La luz que le nublaba la vista, se disipó de manera cansada de sus ojos. Las risas que escuchó cuando entró, morían sosegadas una a una. Sin embargo, el desconcierto, que sintió al principio de su viaje, aún lo marginaba hacia la duda.
Manuel miró extrañado a los lados, sin poder encontrar nada que le fuera familiar. Quería sentirse seguro, para acallar las ansias que le estaban revolviendo el estómago.
De pronto, un rostro opaco se dibujó frente a él, mientras sus pupilas luchaban por acostumbrarse al resplandor que lo rodeaba. Todavía no lograba distinguir facciones, pero supo que “él” le sonreía.

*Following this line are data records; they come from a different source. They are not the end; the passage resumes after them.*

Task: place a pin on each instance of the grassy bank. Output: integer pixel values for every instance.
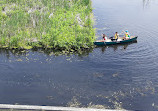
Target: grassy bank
(58, 24)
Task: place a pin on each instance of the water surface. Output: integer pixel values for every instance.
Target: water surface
(121, 76)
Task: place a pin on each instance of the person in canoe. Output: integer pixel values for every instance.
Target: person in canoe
(127, 35)
(104, 38)
(116, 36)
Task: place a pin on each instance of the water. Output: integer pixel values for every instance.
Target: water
(121, 76)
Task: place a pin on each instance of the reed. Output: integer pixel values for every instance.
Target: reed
(58, 24)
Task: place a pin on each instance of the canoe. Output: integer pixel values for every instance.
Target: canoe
(113, 42)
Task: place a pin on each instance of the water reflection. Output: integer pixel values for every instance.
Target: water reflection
(115, 47)
(146, 3)
(49, 52)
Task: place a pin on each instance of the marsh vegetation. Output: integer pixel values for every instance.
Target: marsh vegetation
(58, 24)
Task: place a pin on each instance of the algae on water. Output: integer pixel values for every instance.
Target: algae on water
(58, 24)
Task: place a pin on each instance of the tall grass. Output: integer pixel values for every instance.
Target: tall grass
(58, 24)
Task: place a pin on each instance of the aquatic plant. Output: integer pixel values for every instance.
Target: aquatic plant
(57, 24)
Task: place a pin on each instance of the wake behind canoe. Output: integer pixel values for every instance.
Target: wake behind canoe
(119, 41)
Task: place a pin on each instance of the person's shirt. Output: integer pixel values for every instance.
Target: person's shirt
(116, 36)
(127, 34)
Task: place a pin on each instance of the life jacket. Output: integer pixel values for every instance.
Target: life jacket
(116, 36)
(127, 35)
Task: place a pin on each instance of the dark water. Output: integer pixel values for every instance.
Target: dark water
(122, 76)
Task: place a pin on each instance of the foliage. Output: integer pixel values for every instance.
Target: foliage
(58, 24)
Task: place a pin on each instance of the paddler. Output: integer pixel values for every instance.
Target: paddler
(116, 36)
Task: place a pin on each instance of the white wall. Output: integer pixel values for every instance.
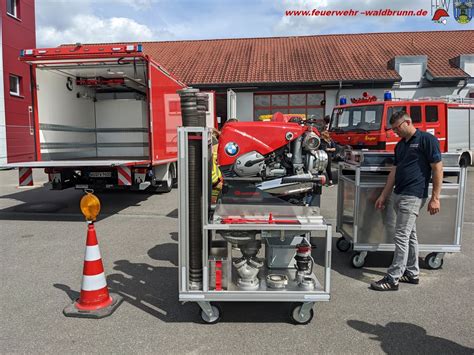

La faz, que le había recibido en medio de aquella luz, comprendió el porqué de su angustia y, en repuesta, le dirigió senda carcajada. Manuel jaloneó sus cabellos pensando que, así, aclararía sus ideas y cesaría la risa que le estaba inundando los oídos. Pero la estrategia no surtió efecto.
El rostro luminoso, cada vez más definido, posó una de sus extremidades en el hombro del atribulado recién llegado. Con la risa a flor de labio y las lágrimas derramadas por la escasez de aire, le dijo: "¡Por eso nos reíamos, hijo! Ustedes se creen todo lo que les dicen allá en el infierno…"
En ese instante, Manuel, comprendió que la tierra había sido un invento más de los hombres.